Problem 3 (Wonnacott and Wonnacott, problem 13-11)
To determine the effect of the various influences on land value in Florida, the sale price of residential lots in the Kissimmee River Basin was regressed on several factors. With a data base of n=316 lots, the following multiple regression was calculated (Conner et al., 1973; via Anderson and Sclove, 1978):
Yhat = 10.3 - 1.5*X1 - 1.1*X2 - 1.34*X3 + ...
where
Y = price per front foot (in dollars)
X1 = year of sale (X1=1,...,5 for 1966,...,1970)
X2 = lot size (acres)
X3 = distance from the nearest paved road (miles)
- Other things being equal, such as year of sale and distance from the nearest paved road, was the price (per front foot) of a 5 acre lot more or less than a 2 acre lot? How much?
- Other things being equal, how much higher was the price (per front foot) if the lot was 1/2 mile closer to the nearest paved road?
- Was the average selling price of a lot (per front foot) higher in 1970 than in 1966? How much?
Problem 4 (Wonnacott and Wonnacott, problem 14-1)
To help firms determine which of their executive salaries might be out of line, a management consultant fitted the following multiple regression equation from a data base of 270 executives under the age of 40:
SAL = 43.4 + 1.24*EXP + 3.60*EDUC + 0.74*MALE
(0.30) (1.20) (1.10)
residual standard deviation s=16.4
where
SAL = the executive's annual salary ($000)
EDUC = number of years of post-secondary education
EXP = number of years of experience
MALE = dummy variable, coded 1 for male, 0 for female
- From this regression a firm can calculate the fitted salary of each of its executives. If the actual salary is much lower or higher, it can be reviewed to see whether it is appropriate.
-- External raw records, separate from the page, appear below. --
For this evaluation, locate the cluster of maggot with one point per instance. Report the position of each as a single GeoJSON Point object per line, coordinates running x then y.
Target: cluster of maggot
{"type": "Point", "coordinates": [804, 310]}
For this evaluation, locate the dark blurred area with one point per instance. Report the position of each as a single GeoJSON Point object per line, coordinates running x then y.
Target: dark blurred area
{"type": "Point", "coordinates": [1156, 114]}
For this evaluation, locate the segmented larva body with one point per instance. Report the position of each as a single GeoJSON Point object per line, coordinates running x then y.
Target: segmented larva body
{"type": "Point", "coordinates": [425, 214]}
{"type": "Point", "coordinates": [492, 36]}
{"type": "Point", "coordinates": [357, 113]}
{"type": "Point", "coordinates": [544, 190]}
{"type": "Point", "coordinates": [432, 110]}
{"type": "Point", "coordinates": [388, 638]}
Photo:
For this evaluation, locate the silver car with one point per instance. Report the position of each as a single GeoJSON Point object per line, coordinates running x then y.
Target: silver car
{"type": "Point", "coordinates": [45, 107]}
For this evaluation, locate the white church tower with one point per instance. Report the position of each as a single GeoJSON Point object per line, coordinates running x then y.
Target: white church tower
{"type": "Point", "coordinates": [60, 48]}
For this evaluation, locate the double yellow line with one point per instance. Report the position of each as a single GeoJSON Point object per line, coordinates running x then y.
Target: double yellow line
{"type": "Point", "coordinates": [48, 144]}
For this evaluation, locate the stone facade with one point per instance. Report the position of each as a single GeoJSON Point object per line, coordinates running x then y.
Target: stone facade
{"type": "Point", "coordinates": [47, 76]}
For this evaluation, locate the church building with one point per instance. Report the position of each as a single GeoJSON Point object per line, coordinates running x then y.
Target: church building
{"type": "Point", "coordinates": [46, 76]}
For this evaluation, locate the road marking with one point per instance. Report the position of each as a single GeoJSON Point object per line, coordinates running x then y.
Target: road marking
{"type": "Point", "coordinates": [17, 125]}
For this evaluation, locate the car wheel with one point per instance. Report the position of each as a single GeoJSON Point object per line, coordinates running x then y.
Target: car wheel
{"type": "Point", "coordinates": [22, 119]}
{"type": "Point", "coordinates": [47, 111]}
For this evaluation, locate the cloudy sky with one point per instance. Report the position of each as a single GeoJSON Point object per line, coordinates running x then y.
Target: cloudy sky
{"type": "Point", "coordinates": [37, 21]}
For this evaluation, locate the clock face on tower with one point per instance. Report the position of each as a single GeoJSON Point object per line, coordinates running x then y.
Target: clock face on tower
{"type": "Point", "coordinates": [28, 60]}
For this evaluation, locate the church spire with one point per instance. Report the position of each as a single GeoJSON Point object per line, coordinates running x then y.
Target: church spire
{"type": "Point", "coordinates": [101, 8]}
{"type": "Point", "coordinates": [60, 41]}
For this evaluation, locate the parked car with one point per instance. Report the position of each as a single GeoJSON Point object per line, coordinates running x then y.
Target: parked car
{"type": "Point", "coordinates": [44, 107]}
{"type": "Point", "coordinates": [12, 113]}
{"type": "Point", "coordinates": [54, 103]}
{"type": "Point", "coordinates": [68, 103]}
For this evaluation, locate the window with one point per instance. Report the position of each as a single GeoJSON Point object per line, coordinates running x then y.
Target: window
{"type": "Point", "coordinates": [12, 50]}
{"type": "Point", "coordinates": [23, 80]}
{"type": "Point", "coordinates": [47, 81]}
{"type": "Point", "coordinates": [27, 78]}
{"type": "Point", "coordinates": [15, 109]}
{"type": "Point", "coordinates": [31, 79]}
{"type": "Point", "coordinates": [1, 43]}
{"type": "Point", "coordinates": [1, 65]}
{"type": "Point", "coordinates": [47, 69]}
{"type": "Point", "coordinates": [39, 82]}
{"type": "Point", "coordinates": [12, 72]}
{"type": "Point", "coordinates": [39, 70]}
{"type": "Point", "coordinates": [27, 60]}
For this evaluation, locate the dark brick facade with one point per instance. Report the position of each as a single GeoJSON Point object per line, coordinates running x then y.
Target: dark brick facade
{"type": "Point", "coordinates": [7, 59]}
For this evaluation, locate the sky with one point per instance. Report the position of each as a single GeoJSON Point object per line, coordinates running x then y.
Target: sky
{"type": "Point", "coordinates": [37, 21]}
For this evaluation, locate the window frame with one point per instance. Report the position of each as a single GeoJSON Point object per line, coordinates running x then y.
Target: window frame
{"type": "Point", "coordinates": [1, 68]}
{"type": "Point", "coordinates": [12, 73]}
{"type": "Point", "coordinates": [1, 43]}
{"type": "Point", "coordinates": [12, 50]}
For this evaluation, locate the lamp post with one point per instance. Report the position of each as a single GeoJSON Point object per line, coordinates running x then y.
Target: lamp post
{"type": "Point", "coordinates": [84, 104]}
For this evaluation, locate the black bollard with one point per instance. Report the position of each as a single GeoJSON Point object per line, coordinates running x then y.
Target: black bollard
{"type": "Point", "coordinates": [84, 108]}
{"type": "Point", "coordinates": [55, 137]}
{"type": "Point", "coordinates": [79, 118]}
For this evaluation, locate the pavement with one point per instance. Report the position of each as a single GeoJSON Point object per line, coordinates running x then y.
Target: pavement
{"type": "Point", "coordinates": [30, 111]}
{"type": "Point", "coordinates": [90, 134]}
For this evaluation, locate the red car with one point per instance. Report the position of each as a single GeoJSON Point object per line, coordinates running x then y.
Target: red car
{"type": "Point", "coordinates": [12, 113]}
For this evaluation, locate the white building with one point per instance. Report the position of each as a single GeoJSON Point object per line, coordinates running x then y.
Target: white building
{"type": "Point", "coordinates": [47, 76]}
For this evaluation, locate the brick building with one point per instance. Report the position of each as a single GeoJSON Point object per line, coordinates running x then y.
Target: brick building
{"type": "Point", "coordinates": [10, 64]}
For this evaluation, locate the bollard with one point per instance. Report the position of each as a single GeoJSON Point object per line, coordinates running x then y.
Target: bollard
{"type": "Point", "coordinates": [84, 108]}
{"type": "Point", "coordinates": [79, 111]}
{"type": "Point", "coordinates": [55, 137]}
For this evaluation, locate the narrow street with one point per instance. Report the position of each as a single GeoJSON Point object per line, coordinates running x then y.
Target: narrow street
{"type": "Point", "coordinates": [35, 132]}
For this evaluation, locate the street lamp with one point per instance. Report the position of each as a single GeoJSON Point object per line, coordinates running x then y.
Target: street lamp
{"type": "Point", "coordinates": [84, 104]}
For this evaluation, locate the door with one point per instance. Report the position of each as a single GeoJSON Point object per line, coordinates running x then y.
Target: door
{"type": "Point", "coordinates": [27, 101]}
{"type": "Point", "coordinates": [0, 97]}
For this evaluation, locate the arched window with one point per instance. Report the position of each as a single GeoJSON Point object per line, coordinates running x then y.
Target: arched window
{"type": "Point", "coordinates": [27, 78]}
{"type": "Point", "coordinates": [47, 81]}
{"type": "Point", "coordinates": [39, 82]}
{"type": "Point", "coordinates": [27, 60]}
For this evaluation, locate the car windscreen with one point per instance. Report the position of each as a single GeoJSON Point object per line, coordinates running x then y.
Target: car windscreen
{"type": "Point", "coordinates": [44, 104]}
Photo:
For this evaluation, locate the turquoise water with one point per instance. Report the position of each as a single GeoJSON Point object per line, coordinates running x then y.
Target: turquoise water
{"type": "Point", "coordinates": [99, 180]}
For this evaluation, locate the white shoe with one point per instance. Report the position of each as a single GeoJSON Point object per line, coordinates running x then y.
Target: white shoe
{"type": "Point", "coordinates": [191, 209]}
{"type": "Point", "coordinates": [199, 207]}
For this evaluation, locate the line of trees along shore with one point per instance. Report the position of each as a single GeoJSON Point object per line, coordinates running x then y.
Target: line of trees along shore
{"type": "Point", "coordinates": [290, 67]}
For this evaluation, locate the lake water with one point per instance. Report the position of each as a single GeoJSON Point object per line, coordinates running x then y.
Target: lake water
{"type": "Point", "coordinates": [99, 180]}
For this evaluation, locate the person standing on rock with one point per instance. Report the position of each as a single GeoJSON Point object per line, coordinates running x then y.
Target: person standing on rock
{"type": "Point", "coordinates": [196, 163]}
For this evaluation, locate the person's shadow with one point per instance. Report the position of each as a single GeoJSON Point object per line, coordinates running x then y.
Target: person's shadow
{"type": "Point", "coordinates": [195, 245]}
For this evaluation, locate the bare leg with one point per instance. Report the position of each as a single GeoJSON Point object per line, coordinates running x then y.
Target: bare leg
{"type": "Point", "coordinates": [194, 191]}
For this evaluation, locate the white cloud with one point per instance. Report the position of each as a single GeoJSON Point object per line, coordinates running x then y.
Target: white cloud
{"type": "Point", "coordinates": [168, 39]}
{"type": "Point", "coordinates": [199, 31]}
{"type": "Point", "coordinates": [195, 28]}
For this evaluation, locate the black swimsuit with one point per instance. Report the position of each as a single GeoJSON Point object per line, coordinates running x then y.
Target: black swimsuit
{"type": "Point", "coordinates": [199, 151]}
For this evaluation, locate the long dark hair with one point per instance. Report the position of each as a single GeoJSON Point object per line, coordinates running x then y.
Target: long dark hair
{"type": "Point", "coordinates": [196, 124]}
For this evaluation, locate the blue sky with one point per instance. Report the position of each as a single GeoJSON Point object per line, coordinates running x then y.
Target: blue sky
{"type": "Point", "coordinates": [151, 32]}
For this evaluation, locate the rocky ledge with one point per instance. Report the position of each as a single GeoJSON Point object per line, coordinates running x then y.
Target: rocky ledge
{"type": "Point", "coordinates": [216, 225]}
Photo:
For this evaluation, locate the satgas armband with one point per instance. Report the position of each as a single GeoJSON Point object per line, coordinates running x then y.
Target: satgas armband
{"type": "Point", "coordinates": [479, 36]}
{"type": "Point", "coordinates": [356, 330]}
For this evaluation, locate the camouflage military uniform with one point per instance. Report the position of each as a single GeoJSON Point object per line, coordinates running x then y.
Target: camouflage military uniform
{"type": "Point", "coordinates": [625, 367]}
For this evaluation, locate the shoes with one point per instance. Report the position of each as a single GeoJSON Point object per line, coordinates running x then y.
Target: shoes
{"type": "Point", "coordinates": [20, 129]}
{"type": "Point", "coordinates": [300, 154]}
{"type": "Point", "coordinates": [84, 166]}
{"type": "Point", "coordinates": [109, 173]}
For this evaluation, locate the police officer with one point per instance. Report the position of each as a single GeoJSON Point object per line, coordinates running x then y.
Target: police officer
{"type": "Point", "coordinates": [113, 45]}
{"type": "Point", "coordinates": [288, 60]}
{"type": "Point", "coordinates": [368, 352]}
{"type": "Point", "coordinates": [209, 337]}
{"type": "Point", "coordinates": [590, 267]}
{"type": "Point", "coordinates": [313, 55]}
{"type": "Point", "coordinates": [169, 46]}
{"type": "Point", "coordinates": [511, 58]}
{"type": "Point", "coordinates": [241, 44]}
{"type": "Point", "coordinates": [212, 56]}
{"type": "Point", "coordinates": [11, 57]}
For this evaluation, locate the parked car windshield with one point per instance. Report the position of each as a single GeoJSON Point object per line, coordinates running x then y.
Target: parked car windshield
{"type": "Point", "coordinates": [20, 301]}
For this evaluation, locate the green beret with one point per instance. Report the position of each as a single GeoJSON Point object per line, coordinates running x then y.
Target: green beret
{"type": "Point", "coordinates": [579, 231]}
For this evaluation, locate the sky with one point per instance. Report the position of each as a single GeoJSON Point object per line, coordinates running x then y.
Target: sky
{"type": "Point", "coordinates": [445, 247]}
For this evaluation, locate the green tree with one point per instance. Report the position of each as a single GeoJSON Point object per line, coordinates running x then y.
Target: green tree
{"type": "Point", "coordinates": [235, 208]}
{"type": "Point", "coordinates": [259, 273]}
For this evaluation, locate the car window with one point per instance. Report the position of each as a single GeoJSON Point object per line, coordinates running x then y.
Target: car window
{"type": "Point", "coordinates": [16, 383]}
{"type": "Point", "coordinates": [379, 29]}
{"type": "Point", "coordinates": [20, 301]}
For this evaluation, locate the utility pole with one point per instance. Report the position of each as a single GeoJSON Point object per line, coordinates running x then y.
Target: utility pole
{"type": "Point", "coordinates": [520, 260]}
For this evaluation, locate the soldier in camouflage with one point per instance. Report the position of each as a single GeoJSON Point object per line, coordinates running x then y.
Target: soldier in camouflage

Fred, who's 32, has been with the firm since he was 25; his annual salary is $126,000 annually. He got a 2-year MBA, following a 4-year undergraduate degree.
- What is Fred's fitted salary?
- How many standard deviations is his actual salary away from his fitted salary? Would you therefore call his salary exceptional?
- Closer inspection of his record showed that he spent 2 years studying at Oxford as a Rhodes Scholar before obtaining his MBA. In light of this info, recalculate your answers to the previous 2 questions.
- In addition to identifying unusual slaries in specific firms, this regression can be used to answer questions about the economy-wide structure of executive salaries in all firms. For example,
- Is there evidence of sex discrimination?
- Is it fair to say that each year's education (beyond high school) increases the income of the average executive by $3600 a year?
Problem 5 (Wonnacott and Wonnacott, problem 14-18)
Suppose a study of quantity supplied as a function of price gave the following regression:
log(Q) = 5.2 + 1.3*log(P)
For this question, keep in mind that a change in log(X) is approximately equal to relative change in X itself.
- If price increased by 3%, by about how much would the quantity supplied increase?
- What price increase would be required to increase the quantity supplied by 10%?